Both groups are using bad models.

An economist from Troy University offered an explanation for why so many of his peers failed to anticipate the 2008 recession that shows no sign of ending. “We’re not, in economics, very good at forecasting,” Scott Beaulier told an audience at the Philadelphia Society’s annual meeting in Chicago last weekend.

“Sixty economists predicted 2.8 percent growth in 2008,” Beaulier reminded the crowd at the Renaissance Hotel in downtown Chicago.

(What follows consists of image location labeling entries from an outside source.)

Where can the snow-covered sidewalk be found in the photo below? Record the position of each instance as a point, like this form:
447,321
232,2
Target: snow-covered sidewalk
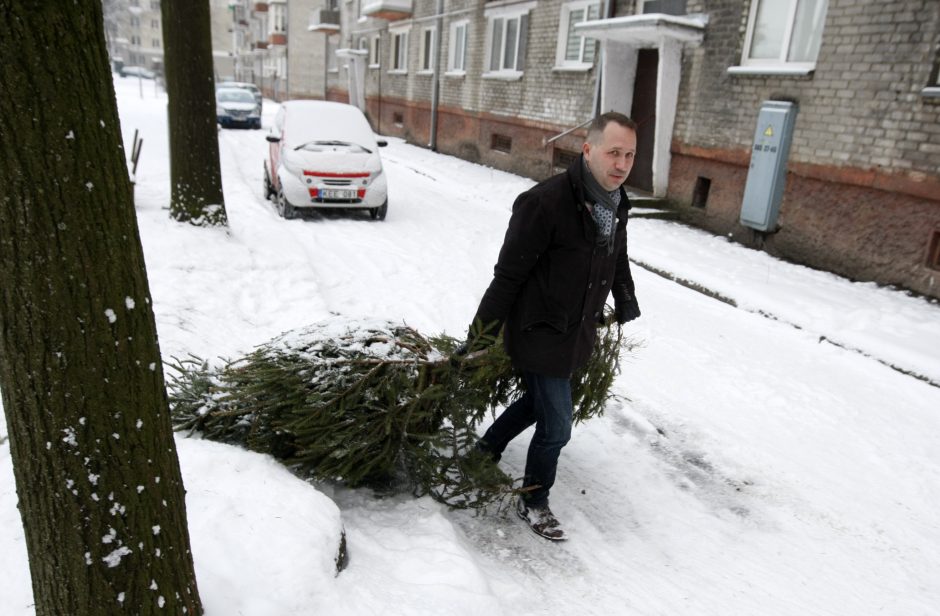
887,325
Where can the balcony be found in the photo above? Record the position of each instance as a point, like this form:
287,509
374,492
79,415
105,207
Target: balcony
392,10
324,20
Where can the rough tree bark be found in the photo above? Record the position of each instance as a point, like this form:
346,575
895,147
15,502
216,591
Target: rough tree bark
195,173
97,476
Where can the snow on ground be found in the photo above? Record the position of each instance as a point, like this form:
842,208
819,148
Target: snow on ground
745,466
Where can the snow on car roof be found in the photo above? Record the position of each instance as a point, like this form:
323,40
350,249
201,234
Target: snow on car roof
307,121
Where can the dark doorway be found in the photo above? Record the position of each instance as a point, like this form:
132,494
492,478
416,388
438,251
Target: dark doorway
644,114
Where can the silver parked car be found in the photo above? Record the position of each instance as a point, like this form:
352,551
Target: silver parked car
237,107
324,155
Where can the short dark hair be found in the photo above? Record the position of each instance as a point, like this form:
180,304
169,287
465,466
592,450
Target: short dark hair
600,123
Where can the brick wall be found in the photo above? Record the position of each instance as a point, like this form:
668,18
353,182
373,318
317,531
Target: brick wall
863,189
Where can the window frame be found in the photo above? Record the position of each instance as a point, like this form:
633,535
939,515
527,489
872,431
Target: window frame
426,55
932,89
566,32
781,63
504,15
452,52
332,62
375,60
398,54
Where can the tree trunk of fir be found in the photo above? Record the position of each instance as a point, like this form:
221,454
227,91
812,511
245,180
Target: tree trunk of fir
97,476
195,174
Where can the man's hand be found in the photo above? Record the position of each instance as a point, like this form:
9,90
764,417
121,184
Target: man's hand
479,339
627,310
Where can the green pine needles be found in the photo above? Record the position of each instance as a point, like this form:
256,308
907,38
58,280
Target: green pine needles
372,403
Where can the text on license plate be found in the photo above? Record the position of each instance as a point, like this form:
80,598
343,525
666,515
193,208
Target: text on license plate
336,193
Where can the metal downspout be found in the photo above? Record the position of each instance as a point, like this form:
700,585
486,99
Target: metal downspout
436,84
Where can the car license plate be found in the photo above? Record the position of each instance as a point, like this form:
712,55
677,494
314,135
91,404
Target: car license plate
335,193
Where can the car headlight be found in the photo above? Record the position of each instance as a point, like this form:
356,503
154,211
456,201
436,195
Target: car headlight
291,166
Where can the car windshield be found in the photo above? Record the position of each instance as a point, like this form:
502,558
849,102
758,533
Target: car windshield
321,125
234,96
319,145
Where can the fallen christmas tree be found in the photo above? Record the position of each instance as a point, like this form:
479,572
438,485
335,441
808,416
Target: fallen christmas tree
371,403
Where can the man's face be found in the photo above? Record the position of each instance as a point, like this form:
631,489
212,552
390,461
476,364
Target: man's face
611,160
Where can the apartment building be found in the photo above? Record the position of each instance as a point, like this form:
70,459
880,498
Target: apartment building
508,82
134,33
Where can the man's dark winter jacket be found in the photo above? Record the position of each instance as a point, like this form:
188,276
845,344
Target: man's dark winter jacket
552,279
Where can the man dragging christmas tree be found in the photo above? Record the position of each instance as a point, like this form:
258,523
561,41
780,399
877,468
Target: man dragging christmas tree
565,250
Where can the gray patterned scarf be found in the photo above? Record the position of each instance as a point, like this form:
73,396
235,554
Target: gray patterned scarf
605,207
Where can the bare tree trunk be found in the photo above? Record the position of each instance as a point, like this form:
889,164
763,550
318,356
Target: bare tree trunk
97,476
195,173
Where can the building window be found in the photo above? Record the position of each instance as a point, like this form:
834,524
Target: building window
331,63
507,31
501,143
399,50
784,33
278,17
933,250
374,52
457,53
562,159
669,7
576,51
427,50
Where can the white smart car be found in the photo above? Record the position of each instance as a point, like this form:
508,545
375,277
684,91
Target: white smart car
324,155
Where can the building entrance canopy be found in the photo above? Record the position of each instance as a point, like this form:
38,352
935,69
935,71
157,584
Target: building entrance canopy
621,39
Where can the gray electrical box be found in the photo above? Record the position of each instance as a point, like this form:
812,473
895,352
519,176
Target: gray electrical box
768,171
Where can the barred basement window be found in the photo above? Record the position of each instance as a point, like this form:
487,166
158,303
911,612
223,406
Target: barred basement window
700,192
501,143
564,158
933,253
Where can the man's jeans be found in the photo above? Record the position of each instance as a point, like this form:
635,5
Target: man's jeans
546,403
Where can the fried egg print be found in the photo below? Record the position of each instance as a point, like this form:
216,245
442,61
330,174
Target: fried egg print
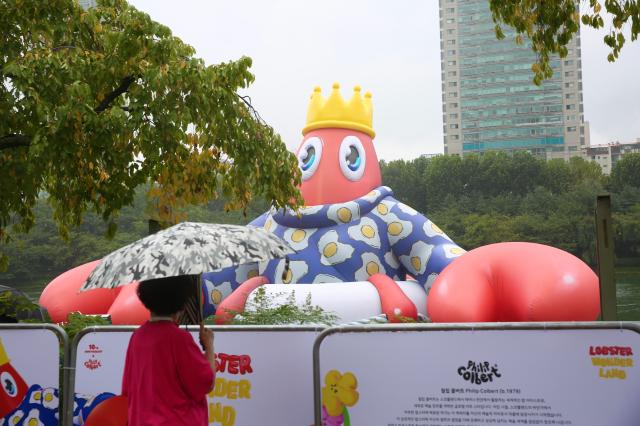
344,213
371,265
366,231
298,239
216,293
331,250
416,261
397,229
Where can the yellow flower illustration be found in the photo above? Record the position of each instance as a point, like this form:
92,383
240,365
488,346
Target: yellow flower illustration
339,390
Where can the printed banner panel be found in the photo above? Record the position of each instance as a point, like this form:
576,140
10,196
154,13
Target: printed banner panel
263,377
482,377
29,377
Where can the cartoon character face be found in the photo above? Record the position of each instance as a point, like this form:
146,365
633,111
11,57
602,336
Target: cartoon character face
337,165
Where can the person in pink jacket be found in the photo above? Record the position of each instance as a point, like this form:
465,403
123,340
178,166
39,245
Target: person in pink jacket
166,376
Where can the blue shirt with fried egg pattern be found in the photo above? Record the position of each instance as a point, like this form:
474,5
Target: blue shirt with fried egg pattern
345,242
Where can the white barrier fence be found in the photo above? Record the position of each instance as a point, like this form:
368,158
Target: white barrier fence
265,374
30,373
444,375
391,375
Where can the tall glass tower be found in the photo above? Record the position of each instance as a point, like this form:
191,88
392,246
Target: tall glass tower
489,101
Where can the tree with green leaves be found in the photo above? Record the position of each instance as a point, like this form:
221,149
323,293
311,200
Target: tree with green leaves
94,103
551,24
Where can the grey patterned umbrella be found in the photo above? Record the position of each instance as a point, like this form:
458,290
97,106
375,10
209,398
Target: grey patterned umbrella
187,248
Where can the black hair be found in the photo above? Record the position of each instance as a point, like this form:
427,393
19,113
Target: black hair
166,296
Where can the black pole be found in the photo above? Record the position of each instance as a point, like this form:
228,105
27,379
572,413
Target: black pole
606,257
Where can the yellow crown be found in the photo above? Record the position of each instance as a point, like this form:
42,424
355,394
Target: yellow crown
357,114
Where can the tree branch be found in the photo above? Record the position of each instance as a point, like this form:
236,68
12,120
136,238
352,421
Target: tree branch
124,86
256,115
14,141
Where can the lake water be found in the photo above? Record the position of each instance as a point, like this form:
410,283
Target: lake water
628,293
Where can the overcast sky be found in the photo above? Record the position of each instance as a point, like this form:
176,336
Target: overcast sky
391,48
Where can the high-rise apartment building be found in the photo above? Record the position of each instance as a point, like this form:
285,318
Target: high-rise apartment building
489,101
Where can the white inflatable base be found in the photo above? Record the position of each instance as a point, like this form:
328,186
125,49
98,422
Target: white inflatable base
349,301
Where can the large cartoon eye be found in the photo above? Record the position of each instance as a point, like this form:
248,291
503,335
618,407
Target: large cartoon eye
9,384
352,158
309,156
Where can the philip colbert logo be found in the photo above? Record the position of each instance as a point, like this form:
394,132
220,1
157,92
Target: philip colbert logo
479,372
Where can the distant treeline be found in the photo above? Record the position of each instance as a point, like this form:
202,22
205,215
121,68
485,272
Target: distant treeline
476,200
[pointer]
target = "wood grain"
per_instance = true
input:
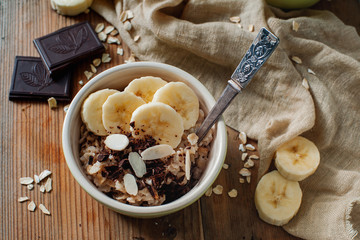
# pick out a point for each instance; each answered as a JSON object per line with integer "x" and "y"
{"x": 31, "y": 142}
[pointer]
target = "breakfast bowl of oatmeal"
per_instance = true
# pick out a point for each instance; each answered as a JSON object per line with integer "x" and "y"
{"x": 129, "y": 139}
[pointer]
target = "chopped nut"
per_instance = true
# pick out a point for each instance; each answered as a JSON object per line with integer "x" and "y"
{"x": 218, "y": 190}
{"x": 31, "y": 206}
{"x": 235, "y": 19}
{"x": 305, "y": 84}
{"x": 109, "y": 29}
{"x": 102, "y": 36}
{"x": 127, "y": 26}
{"x": 296, "y": 26}
{"x": 192, "y": 138}
{"x": 99, "y": 27}
{"x": 52, "y": 103}
{"x": 26, "y": 180}
{"x": 243, "y": 156}
{"x": 232, "y": 193}
{"x": 242, "y": 148}
{"x": 23, "y": 199}
{"x": 249, "y": 164}
{"x": 243, "y": 137}
{"x": 43, "y": 209}
{"x": 93, "y": 68}
{"x": 245, "y": 172}
{"x": 208, "y": 192}
{"x": 88, "y": 74}
{"x": 120, "y": 51}
{"x": 251, "y": 28}
{"x": 250, "y": 147}
{"x": 296, "y": 59}
{"x": 311, "y": 71}
{"x": 136, "y": 38}
{"x": 105, "y": 58}
{"x": 97, "y": 62}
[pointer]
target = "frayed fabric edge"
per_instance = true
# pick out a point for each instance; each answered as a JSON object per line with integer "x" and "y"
{"x": 349, "y": 226}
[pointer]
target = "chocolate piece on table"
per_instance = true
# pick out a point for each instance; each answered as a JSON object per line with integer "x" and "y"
{"x": 31, "y": 81}
{"x": 68, "y": 45}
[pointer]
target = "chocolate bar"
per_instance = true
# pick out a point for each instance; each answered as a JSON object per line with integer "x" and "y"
{"x": 30, "y": 81}
{"x": 68, "y": 45}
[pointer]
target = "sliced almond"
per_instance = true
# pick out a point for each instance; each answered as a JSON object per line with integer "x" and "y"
{"x": 130, "y": 184}
{"x": 109, "y": 29}
{"x": 43, "y": 209}
{"x": 102, "y": 36}
{"x": 26, "y": 180}
{"x": 305, "y": 84}
{"x": 243, "y": 137}
{"x": 245, "y": 172}
{"x": 137, "y": 164}
{"x": 31, "y": 206}
{"x": 23, "y": 199}
{"x": 232, "y": 193}
{"x": 218, "y": 190}
{"x": 157, "y": 152}
{"x": 187, "y": 164}
{"x": 235, "y": 19}
{"x": 117, "y": 142}
{"x": 97, "y": 62}
{"x": 295, "y": 26}
{"x": 99, "y": 27}
{"x": 250, "y": 147}
{"x": 52, "y": 103}
{"x": 296, "y": 59}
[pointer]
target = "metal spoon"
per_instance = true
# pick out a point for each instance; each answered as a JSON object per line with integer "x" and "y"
{"x": 260, "y": 50}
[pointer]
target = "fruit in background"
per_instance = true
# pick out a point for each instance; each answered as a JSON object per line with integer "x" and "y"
{"x": 70, "y": 7}
{"x": 145, "y": 87}
{"x": 181, "y": 98}
{"x": 91, "y": 111}
{"x": 117, "y": 111}
{"x": 277, "y": 199}
{"x": 158, "y": 120}
{"x": 297, "y": 159}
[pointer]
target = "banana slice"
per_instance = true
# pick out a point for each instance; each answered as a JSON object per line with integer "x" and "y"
{"x": 70, "y": 7}
{"x": 91, "y": 111}
{"x": 158, "y": 120}
{"x": 277, "y": 199}
{"x": 117, "y": 111}
{"x": 297, "y": 159}
{"x": 181, "y": 98}
{"x": 145, "y": 87}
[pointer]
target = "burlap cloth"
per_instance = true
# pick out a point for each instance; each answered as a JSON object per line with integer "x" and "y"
{"x": 198, "y": 37}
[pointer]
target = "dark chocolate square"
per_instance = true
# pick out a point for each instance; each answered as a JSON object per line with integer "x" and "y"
{"x": 31, "y": 81}
{"x": 68, "y": 45}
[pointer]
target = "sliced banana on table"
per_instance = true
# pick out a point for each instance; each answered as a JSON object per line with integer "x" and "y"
{"x": 158, "y": 120}
{"x": 70, "y": 7}
{"x": 297, "y": 159}
{"x": 91, "y": 111}
{"x": 145, "y": 87}
{"x": 117, "y": 111}
{"x": 181, "y": 98}
{"x": 277, "y": 199}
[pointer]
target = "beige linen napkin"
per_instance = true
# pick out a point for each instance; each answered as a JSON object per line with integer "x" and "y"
{"x": 198, "y": 37}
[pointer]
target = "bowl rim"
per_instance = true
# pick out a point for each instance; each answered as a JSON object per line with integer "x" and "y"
{"x": 143, "y": 211}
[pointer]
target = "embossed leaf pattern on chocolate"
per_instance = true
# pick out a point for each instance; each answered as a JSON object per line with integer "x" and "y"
{"x": 37, "y": 78}
{"x": 70, "y": 41}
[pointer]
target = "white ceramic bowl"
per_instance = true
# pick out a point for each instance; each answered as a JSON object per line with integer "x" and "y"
{"x": 117, "y": 78}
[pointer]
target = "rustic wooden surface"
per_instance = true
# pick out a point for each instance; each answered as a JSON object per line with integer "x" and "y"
{"x": 31, "y": 142}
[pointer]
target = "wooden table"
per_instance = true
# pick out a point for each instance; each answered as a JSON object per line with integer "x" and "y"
{"x": 31, "y": 142}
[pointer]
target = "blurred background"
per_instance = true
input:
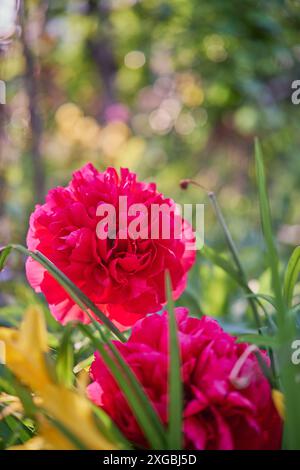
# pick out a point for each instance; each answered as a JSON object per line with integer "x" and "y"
{"x": 172, "y": 90}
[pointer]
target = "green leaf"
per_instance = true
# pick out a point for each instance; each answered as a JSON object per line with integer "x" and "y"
{"x": 175, "y": 438}
{"x": 141, "y": 407}
{"x": 4, "y": 253}
{"x": 291, "y": 276}
{"x": 83, "y": 364}
{"x": 75, "y": 293}
{"x": 258, "y": 340}
{"x": 266, "y": 221}
{"x": 222, "y": 263}
{"x": 286, "y": 329}
{"x": 65, "y": 359}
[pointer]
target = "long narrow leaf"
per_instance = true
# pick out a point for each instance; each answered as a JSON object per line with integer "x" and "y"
{"x": 291, "y": 276}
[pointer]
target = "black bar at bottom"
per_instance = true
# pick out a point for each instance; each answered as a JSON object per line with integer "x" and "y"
{"x": 138, "y": 459}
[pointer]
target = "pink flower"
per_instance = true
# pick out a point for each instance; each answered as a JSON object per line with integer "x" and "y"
{"x": 227, "y": 400}
{"x": 124, "y": 277}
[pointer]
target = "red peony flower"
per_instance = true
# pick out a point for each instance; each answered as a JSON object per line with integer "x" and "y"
{"x": 227, "y": 400}
{"x": 123, "y": 275}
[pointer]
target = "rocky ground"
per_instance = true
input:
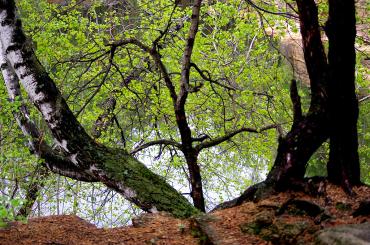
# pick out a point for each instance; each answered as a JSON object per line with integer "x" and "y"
{"x": 287, "y": 218}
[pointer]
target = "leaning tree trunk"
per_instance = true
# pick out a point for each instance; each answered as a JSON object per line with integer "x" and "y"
{"x": 310, "y": 131}
{"x": 79, "y": 157}
{"x": 343, "y": 166}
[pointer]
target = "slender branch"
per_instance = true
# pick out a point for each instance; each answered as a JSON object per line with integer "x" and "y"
{"x": 228, "y": 136}
{"x": 185, "y": 70}
{"x": 155, "y": 142}
{"x": 157, "y": 59}
{"x": 296, "y": 100}
{"x": 285, "y": 14}
{"x": 207, "y": 77}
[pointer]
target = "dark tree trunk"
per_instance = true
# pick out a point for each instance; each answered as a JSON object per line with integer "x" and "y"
{"x": 310, "y": 131}
{"x": 343, "y": 166}
{"x": 195, "y": 179}
{"x": 79, "y": 156}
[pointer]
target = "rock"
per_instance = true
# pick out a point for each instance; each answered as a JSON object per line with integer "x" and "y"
{"x": 363, "y": 209}
{"x": 357, "y": 234}
{"x": 300, "y": 207}
{"x": 276, "y": 231}
{"x": 341, "y": 206}
{"x": 261, "y": 220}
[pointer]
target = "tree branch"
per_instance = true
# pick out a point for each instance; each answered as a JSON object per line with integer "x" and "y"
{"x": 157, "y": 59}
{"x": 219, "y": 140}
{"x": 155, "y": 142}
{"x": 55, "y": 162}
{"x": 208, "y": 78}
{"x": 185, "y": 69}
{"x": 314, "y": 54}
{"x": 296, "y": 100}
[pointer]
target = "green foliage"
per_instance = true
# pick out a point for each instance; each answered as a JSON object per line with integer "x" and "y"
{"x": 231, "y": 48}
{"x": 8, "y": 208}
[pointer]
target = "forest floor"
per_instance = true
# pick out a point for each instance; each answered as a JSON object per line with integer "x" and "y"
{"x": 286, "y": 218}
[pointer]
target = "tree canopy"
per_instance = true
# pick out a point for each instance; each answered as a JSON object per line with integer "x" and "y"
{"x": 172, "y": 103}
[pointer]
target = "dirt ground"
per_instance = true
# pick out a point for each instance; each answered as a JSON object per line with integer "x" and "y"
{"x": 229, "y": 226}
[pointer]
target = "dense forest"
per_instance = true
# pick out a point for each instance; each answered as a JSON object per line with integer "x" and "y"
{"x": 111, "y": 108}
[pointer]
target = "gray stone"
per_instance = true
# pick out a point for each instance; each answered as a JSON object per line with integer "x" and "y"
{"x": 356, "y": 234}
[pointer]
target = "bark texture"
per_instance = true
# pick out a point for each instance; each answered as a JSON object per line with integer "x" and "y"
{"x": 343, "y": 166}
{"x": 79, "y": 156}
{"x": 308, "y": 132}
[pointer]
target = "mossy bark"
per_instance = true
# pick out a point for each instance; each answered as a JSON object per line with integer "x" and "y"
{"x": 128, "y": 176}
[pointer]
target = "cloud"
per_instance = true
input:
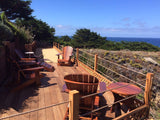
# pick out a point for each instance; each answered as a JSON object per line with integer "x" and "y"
{"x": 127, "y": 19}
{"x": 139, "y": 23}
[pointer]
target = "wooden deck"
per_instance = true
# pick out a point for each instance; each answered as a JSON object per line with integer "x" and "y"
{"x": 48, "y": 93}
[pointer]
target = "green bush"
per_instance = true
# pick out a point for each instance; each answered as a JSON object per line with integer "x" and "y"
{"x": 6, "y": 33}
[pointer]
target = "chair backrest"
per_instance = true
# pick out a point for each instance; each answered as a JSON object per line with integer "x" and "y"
{"x": 67, "y": 52}
{"x": 19, "y": 53}
{"x": 85, "y": 84}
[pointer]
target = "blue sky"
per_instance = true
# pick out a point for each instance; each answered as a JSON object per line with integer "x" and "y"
{"x": 110, "y": 18}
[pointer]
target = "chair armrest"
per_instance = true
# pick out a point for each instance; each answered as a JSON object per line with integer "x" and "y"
{"x": 33, "y": 69}
{"x": 96, "y": 102}
{"x": 28, "y": 59}
{"x": 59, "y": 54}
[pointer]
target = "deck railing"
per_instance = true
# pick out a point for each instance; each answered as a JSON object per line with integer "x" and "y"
{"x": 109, "y": 72}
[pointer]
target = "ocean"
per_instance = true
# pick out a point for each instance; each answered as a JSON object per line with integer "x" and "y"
{"x": 153, "y": 41}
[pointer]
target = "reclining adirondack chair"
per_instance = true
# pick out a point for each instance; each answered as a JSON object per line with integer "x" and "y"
{"x": 28, "y": 60}
{"x": 26, "y": 76}
{"x": 85, "y": 84}
{"x": 66, "y": 56}
{"x": 23, "y": 57}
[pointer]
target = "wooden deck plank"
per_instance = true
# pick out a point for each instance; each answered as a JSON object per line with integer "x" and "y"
{"x": 41, "y": 103}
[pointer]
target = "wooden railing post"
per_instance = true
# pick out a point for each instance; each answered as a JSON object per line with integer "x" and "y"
{"x": 148, "y": 87}
{"x": 58, "y": 45}
{"x": 74, "y": 105}
{"x": 53, "y": 44}
{"x": 77, "y": 55}
{"x": 95, "y": 62}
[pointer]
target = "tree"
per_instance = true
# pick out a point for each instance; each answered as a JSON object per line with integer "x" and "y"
{"x": 65, "y": 40}
{"x": 41, "y": 30}
{"x": 10, "y": 31}
{"x": 86, "y": 38}
{"x": 16, "y": 8}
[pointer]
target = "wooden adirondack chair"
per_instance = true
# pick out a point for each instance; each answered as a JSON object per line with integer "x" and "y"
{"x": 23, "y": 57}
{"x": 25, "y": 76}
{"x": 85, "y": 84}
{"x": 66, "y": 56}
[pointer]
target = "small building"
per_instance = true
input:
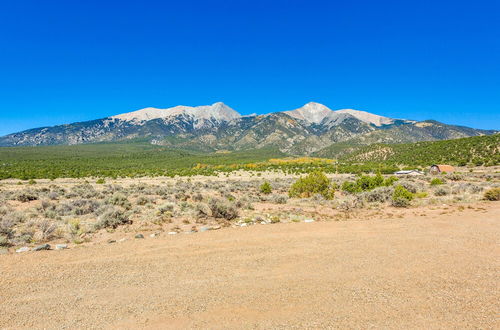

Obviously, they were a bit off, yet none were chastened.

“What that missed prediction led to was a doubling down,” Beaulier said. “The Right said it came from too much government.”

“The Left, especially Paul Krugman, said it came from not enough government.”  Beaulier himself, who is proud of the fact that his daughter shares a birthday with Adam Smith, is clearly more in sympathy with Free Market conservatism.  Yet he shares Milton Friedman’s admonition that economists from across the political spectrum acquire more humility.  “We’re still stuck in the 1950s in the way we do economics,” Beaulier avers.

Beaulier actually is buoyantly optimistic about prospects for free market economists in academia. He notes that half a century ago, even revered sages such as F. A. Hayek could not find berths there.

“In 1965, there were no positions,” Beaulier said. “Today, there are many.”

“I myself just hired eight at Troy.” Nevertheless, it should be noted that Troy, one of the few schools that Accuracy in Academia can recommend, is admirably atypical of academia today.